At the beginning of World War II, the U.S. government did not believe reports that Hitler was carrying out a plan to murder millions of European Jews. But by November 1942, the evidence was overwhelming. Once again, American Jewish leaders appealed to Roosevelt: If the president would ask Congress to change the immigration laws, more refugees could escape the Holocaust. Again, FDR refused. Instead, he joined the British in condemning the Nazi genocide (mass killing) of Jews.

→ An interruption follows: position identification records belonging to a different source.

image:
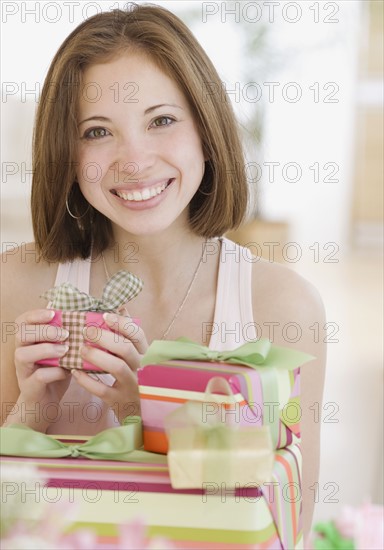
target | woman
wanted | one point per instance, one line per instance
(136, 167)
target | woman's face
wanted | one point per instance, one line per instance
(140, 158)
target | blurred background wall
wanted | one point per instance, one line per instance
(305, 79)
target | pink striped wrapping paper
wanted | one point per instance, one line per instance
(108, 494)
(166, 386)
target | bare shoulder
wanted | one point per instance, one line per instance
(282, 296)
(24, 277)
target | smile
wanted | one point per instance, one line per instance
(144, 194)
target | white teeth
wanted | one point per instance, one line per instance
(143, 195)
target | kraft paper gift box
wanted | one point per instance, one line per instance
(264, 380)
(107, 493)
(203, 452)
(77, 311)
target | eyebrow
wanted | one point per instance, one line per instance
(146, 112)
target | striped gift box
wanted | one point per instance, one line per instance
(112, 493)
(166, 386)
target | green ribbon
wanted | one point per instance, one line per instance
(121, 444)
(255, 354)
(329, 538)
(259, 355)
(121, 288)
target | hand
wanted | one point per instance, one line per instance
(39, 386)
(127, 343)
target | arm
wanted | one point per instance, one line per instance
(281, 296)
(25, 387)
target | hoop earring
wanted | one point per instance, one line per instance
(72, 215)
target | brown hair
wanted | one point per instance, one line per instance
(221, 200)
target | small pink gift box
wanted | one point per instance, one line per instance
(77, 323)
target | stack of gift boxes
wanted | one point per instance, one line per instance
(222, 462)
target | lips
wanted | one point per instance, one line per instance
(142, 195)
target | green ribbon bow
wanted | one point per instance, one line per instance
(259, 355)
(254, 354)
(121, 288)
(330, 538)
(122, 444)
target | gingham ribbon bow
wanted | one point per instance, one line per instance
(120, 288)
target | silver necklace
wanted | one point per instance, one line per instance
(178, 311)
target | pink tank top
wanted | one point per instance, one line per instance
(82, 413)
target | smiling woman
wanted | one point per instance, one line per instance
(152, 144)
(136, 167)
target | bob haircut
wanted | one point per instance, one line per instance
(221, 201)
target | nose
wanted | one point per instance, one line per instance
(135, 156)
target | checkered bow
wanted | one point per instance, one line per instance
(120, 288)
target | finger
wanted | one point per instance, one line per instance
(32, 354)
(47, 375)
(129, 329)
(32, 334)
(119, 367)
(36, 316)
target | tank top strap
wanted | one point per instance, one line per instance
(233, 320)
(76, 272)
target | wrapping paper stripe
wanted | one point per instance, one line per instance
(285, 504)
(169, 384)
(114, 492)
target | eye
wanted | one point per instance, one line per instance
(96, 133)
(162, 121)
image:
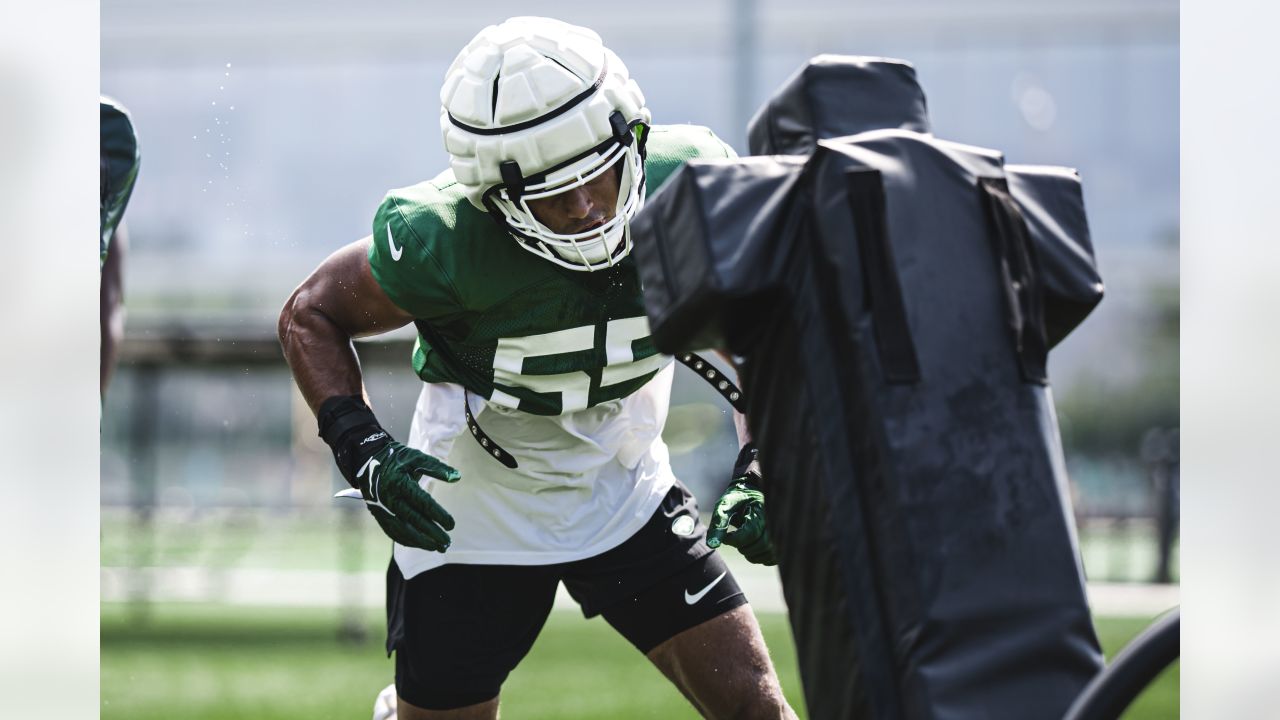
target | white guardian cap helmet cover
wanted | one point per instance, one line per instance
(533, 108)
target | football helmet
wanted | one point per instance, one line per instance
(533, 108)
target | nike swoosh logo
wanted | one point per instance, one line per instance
(391, 242)
(702, 593)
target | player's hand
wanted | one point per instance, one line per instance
(387, 474)
(407, 514)
(739, 514)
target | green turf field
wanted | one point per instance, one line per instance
(205, 662)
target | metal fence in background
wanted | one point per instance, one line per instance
(211, 465)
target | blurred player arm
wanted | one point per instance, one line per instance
(338, 301)
(112, 304)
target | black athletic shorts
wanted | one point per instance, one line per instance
(458, 630)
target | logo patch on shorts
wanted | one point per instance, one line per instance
(684, 525)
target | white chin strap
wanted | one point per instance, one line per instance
(595, 249)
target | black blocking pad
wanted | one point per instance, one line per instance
(888, 295)
(833, 96)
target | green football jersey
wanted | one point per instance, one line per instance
(506, 324)
(118, 168)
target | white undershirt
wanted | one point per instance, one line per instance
(585, 482)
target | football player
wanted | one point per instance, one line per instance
(118, 171)
(535, 454)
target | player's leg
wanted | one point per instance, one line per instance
(675, 600)
(723, 668)
(458, 630)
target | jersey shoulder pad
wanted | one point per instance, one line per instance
(668, 146)
(410, 250)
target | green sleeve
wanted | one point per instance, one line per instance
(118, 165)
(402, 261)
(668, 146)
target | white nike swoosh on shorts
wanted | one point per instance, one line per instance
(391, 242)
(699, 595)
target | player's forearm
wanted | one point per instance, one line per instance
(318, 350)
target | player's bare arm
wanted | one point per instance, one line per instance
(339, 301)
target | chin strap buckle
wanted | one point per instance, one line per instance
(512, 180)
(621, 131)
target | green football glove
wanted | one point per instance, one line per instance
(739, 515)
(385, 473)
(406, 513)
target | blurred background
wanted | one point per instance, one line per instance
(269, 135)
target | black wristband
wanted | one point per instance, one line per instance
(350, 428)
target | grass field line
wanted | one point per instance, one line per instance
(329, 588)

Wartime brought on a sharp decline in immigration when the government imposed even stricter visa regulations. Officials feared that enemy spies and saboteurs might enter the country in the guise of refugees. But as the American public became aware of the enormity of the Nazi atrocities, people began to demand that the United States do something to rescue the remaining Jewish people of Europe. In November 1943, the Emergency Committee to Save the Jewish People of Europe introduced a rescue resolution in Congress.

Once again, the State Department objected. This angered Secretary of the Treasury Henry Morgenthau Jr., a Jew, who was appalled by the Nazi mass killings. Since 1933, the State Department had opposed nearly every attempt to help Jewish refugees. On January 16, 1944, Morgenthau met with FDR and summarized a report prepared by his department. The report documented the long history of State Department obstructionism in refugee matters.

Mizz E said...

An indepth essay; not to be missed:

Sam L. said...

Obama and the Left want that. Why do they hate us?